A leading LGBT activist in Bangladesh has been murdered in the latest in a worrying list of assassinations carried out by Islamist militants in the South Asian nation. Xulhaz Mannan was reportedly hacked to death for his social commentary in support of LGBT rights in a country where homosexuality remains illegal, with more than 90% of the population Muslim.
Atheists, Hindus, Christians, secularists and even Shia Muslims have also been amongst a spate of victims to have fallen prey to brutal attacks during the past couple of years. The government in Dhaka, meanwhile, appears either incapable or unwilling to address this terrifying security situation, where Islamist extremists can seemingly commit murder with impunity.
The Islamic State (IS) – as is its wont these days – has claimed responsibility for this latest killing. Whilst IS involvement is certainly far from definite, the Bangladeshi government’s assertion that the terrorist group has absolutely no presence in the country is both fanciful and arrogant.
Indeed, Bangladesh is facing one of its gravest challenges since its War of Independence from Pakistan in 1971. This conflict became renowned for its indiscriminate violence, which resulted in the deaths and rapes of hundreds of thousands of civilians, displacing several million more.
One of the main perpetrators of what some have labelled the ‘Bangladesh Genocide’ was Jamaat-e-Islami, a radical Islamic militant group that sided with the forces of West Pakistan in trying to prevent the cession of the Bengali-majority East, the land that would subsequently become Bangladesh.
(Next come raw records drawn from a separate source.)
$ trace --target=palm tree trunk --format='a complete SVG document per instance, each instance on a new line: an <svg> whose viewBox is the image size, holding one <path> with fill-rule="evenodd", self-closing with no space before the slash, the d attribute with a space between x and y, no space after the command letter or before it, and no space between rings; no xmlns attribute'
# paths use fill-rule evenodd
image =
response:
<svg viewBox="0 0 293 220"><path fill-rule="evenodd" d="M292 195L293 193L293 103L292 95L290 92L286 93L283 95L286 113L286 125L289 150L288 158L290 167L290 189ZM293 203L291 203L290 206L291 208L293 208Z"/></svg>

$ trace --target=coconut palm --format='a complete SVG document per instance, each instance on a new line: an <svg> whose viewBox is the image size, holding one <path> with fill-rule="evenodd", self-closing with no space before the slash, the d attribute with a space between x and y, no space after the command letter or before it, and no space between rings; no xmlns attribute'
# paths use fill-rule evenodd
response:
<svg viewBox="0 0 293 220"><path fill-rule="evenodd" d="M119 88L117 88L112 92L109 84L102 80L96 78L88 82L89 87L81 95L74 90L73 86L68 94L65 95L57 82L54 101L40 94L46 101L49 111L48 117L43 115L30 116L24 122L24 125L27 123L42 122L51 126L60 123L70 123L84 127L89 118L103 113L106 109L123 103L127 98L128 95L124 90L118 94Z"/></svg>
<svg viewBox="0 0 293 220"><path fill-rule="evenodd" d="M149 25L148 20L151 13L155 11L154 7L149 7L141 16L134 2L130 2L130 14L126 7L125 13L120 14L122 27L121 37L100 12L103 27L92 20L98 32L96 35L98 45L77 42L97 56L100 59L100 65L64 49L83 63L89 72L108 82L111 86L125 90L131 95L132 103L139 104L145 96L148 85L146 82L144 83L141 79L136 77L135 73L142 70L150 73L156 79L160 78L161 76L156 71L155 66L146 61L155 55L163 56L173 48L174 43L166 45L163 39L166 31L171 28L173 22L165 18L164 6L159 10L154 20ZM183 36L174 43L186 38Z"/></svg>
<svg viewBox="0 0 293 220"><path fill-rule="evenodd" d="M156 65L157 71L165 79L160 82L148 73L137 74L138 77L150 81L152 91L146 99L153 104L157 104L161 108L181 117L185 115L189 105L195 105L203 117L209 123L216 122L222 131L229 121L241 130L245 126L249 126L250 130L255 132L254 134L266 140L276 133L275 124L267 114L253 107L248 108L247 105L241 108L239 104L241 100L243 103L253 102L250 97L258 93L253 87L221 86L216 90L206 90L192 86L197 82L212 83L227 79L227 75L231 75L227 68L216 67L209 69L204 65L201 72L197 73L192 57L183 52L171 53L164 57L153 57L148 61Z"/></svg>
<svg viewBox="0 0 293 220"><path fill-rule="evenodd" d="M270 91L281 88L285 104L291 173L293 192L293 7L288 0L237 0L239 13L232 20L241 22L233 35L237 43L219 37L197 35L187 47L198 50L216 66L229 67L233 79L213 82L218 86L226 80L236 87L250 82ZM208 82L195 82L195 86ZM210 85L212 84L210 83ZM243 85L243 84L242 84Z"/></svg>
Jamaat-e-Islami retains a presence in Bangladeshi politics and social life, even if the Supreme Court declared the organisation illegal in 2013. With an aim to create an Islamic state under Sharia law, the group is a prime candidate to come under the IS umbrella and has been linked with several of the recent murders in Bangladesh. Several of its members have been indicted for war crimes committed during the 1971 atrocities, a move that prompted a murderous, rampaging reaction from the group’s supporters.
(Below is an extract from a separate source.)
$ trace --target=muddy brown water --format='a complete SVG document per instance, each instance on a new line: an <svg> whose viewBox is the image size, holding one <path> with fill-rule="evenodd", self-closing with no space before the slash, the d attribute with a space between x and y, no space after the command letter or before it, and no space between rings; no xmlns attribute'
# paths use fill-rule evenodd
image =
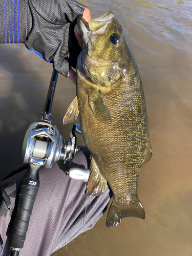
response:
<svg viewBox="0 0 192 256"><path fill-rule="evenodd" d="M80 2L93 18L112 9L124 27L143 83L154 155L139 174L144 220L127 218L108 228L106 212L52 256L191 255L192 1ZM24 45L0 45L1 178L22 163L20 146L43 110L52 70ZM68 139L72 125L62 120L75 88L58 79L52 123Z"/></svg>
Added to the mix is Jamiatul Mujahideen Bangladesh (JMB), a fundamentalist offshoot of Jamaat-e-Islami responsible for a coordinated 2005 bombing campaign, in addition to a slew of murders. Despite the arrest and execution of many of its leaders, rumours abound that the JMB is not finished. A further 15 to 20 Islamist militant groups may currently operate in Bangladesh.
As in Pakistan, there is a suspicion that Islamist views hold sway amongst large sections of the ruling elite, severely undermining the security of religious minorities and ‘non-traditional’ civil society groups. Such a scenario, if true, could lead to violent retaliations by more moderate Muslims and minority groups,adding internal conflict to an already toxic mix of economic malaise and demographic pressure.
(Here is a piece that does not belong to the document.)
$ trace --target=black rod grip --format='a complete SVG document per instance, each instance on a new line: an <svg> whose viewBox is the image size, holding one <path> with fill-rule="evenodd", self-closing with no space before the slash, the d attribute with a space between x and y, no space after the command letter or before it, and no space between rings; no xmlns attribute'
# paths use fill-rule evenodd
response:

Put simply, sectarian bloodshed seems on the cards. With IS willing to delegate its barbarous mandate to local militant groups, Bangladesh stands as a perfect candidate for the next wave of civil war in Asia.
The government has to react before it’s too late. Whether its leaders have the inclination, the political capital, or the moral capacity to rise to the challenge remains to be seen, but nobody should want to be reminded of the realities of 1971.